Wednesday, February 07, 2007

Revisit: Mr. Smith Goes To Washington

A Columbia Pictures release 1939

Directed by
Frank Capra

Writing credits:
Lewis R. Foster (story)
Sidney Buchman (screenplay)

A naive man (James Stewart) is appointed to fill a vacancy in the US Senate. His plans promptly collide with political corruption, but he doesn't back down.

One of the best American films ever made, Mr. Smith Goes To Washington features James Stewart in a performance that marked his career, transitioning his screen image from that of a boyish, soft-spoken socialite to hardened leading man. The film itself eclipses this transformation; at it's start, Stewart is a naive young senator who works with boy scouts, but as he stands down government corruption, he turns to a man of unshakable convictions. After the turn of the decade, Stewart began making his classic westerns with Anthony Mann, successfully portraying manic or degranged characters who lived by their own code. Mr.

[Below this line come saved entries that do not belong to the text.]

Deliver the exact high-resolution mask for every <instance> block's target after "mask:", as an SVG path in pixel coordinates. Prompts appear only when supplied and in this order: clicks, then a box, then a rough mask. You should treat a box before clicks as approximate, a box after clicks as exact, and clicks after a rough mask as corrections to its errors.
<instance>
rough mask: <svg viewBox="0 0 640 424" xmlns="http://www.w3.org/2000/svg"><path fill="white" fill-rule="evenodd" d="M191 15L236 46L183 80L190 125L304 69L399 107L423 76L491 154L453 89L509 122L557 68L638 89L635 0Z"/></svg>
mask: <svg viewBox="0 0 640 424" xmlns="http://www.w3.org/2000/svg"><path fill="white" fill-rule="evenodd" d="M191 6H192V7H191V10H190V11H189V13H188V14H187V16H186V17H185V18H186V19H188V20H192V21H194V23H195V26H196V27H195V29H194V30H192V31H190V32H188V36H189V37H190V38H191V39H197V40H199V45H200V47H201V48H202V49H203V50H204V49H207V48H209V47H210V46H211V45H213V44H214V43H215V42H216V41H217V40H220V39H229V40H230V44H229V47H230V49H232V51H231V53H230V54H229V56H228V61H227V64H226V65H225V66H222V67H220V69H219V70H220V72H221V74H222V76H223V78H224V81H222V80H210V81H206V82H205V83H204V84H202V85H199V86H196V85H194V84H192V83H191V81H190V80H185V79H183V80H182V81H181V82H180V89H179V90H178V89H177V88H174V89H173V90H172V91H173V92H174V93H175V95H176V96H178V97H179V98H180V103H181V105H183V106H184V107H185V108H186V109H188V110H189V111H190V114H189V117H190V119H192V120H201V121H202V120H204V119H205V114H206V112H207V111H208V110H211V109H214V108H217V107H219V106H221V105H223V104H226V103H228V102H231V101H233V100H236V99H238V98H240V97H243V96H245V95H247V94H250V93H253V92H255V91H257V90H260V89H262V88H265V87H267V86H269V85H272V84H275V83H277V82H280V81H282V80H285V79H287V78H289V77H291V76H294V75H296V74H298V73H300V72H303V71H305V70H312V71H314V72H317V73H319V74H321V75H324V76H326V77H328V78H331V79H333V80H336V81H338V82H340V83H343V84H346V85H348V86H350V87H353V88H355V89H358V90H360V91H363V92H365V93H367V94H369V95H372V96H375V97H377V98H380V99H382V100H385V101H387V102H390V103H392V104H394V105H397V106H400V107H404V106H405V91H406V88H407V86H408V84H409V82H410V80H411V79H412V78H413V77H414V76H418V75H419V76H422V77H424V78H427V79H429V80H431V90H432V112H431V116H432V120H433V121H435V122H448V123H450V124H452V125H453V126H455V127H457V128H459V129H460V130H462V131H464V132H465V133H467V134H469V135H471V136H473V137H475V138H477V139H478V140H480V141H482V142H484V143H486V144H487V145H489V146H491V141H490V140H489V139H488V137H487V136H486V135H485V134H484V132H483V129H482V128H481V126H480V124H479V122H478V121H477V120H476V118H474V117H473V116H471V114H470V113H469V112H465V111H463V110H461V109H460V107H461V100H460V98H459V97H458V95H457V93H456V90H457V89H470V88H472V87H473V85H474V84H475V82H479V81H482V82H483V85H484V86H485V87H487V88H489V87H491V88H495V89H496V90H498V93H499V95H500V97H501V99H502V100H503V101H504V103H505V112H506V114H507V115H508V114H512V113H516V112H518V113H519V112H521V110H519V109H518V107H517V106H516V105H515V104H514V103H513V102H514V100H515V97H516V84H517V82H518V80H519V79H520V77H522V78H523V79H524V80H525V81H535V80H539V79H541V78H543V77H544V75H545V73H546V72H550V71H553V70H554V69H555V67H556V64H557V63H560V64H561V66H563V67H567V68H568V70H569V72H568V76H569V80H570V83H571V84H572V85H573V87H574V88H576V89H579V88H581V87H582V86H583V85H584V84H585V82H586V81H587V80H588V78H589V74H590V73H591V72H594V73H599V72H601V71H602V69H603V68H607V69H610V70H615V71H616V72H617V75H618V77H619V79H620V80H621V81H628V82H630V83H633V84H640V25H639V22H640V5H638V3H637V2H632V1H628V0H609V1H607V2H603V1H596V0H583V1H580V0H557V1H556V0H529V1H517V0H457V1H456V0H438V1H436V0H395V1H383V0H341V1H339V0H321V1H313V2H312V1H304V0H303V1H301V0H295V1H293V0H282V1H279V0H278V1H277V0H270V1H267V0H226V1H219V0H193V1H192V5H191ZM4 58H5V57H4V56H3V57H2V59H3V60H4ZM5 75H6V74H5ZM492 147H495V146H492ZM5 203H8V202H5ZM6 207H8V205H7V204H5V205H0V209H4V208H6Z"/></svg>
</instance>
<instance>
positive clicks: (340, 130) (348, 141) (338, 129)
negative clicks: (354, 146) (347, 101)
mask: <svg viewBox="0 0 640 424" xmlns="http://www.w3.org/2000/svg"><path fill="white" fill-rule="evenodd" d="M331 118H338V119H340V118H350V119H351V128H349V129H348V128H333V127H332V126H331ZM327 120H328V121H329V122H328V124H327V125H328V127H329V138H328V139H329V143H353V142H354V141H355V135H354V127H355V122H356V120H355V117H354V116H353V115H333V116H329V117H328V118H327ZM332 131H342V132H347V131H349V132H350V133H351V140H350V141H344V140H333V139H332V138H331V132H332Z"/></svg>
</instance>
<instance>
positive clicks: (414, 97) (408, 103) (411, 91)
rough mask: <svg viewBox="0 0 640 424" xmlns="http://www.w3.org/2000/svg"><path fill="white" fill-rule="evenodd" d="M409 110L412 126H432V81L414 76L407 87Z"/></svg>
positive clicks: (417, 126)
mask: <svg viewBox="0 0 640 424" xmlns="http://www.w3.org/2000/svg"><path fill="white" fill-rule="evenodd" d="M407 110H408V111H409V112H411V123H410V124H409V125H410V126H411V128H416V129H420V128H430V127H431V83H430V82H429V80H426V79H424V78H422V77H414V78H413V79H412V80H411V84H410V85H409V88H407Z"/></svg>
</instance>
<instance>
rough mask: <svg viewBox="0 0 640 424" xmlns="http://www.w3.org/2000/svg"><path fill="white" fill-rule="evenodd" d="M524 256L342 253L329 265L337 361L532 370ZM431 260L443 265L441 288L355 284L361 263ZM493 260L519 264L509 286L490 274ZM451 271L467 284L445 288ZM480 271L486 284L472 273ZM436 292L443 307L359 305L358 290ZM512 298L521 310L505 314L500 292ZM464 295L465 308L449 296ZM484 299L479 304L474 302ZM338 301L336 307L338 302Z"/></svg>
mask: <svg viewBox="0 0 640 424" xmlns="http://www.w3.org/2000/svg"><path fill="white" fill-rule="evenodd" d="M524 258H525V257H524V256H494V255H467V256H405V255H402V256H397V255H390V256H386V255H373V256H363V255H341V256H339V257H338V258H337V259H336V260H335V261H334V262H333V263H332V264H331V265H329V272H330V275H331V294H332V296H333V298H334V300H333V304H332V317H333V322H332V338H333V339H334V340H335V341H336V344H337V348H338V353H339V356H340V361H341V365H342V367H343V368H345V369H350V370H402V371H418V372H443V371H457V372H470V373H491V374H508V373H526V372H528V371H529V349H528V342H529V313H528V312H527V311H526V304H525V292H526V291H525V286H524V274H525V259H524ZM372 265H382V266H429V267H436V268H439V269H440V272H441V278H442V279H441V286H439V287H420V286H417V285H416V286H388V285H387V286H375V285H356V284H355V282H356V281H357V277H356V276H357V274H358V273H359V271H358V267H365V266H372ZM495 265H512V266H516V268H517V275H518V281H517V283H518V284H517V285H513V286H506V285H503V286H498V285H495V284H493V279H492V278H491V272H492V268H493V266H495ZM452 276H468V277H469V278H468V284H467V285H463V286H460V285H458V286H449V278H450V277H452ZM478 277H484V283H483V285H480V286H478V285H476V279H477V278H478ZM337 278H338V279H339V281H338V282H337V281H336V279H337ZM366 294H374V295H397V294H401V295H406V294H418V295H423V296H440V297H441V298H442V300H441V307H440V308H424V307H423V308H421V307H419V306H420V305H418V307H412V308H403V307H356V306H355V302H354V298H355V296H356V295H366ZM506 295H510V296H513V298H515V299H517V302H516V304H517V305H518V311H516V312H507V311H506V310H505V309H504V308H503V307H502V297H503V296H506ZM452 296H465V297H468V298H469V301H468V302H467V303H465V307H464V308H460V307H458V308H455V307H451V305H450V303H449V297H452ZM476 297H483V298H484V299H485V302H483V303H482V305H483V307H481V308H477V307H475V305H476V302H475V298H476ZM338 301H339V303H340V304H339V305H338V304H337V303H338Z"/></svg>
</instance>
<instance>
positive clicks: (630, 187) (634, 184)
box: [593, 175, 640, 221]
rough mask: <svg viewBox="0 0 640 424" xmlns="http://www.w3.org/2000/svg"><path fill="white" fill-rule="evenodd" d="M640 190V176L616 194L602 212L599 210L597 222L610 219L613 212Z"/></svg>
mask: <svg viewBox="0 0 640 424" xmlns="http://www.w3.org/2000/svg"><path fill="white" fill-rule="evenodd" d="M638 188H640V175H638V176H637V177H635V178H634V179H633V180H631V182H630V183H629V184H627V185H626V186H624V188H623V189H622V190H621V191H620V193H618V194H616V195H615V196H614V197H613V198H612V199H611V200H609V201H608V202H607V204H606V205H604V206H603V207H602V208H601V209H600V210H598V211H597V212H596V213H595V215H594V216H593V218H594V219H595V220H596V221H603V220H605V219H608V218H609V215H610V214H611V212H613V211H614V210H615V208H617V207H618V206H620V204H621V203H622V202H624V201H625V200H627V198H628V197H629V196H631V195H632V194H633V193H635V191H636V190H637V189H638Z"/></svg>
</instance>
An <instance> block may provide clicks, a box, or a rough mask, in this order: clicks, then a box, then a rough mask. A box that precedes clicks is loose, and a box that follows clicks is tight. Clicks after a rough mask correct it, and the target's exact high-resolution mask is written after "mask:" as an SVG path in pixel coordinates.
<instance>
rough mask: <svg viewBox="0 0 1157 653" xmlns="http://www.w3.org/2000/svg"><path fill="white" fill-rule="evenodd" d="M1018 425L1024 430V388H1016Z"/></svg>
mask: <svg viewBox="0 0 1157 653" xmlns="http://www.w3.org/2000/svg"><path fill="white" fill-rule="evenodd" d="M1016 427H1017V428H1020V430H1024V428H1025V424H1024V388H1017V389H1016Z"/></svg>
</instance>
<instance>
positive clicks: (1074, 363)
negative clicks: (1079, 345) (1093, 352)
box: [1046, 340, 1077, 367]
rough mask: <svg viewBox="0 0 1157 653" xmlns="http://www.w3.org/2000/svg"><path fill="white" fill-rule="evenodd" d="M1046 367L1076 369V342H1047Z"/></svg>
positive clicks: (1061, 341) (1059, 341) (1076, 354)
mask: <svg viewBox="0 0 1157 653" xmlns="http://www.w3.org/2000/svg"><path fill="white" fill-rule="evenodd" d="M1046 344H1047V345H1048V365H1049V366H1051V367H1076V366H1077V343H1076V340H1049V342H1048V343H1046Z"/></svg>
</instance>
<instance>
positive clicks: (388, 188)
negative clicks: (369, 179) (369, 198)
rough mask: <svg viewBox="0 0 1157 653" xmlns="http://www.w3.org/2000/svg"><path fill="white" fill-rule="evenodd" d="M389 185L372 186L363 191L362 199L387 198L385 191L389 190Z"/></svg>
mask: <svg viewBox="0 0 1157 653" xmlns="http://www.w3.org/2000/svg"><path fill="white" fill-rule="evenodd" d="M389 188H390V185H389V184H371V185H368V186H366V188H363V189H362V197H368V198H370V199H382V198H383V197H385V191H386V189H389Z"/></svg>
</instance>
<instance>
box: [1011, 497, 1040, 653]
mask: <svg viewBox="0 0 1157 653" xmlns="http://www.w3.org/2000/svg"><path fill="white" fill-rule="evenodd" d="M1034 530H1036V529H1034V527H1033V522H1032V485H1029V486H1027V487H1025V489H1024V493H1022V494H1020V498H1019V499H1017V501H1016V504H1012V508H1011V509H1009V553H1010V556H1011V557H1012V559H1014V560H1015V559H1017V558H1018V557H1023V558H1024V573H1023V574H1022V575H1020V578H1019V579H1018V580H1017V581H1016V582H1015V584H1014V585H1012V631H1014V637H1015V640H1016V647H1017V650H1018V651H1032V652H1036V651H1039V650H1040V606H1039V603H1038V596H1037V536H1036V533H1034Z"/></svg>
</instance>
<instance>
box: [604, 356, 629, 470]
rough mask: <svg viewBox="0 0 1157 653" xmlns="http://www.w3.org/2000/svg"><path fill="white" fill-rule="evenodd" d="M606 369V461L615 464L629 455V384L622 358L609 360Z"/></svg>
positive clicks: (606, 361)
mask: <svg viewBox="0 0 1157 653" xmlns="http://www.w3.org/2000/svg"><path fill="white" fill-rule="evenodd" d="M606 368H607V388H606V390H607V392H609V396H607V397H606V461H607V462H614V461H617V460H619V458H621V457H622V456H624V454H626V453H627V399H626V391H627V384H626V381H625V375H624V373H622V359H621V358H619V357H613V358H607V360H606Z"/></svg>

Smith was crucial in allowing Stewart to adopt such roles.

Handled masterfully by Frank Capra, the film is easily one of the strongest explorations of American government and democracy and remains surprisingly relevent. It was nominated for a whopping 11 Oscars, though it faced tough competition from Gone with the Wind, ultimately landing only one award for Best Original Screenplay. A must see.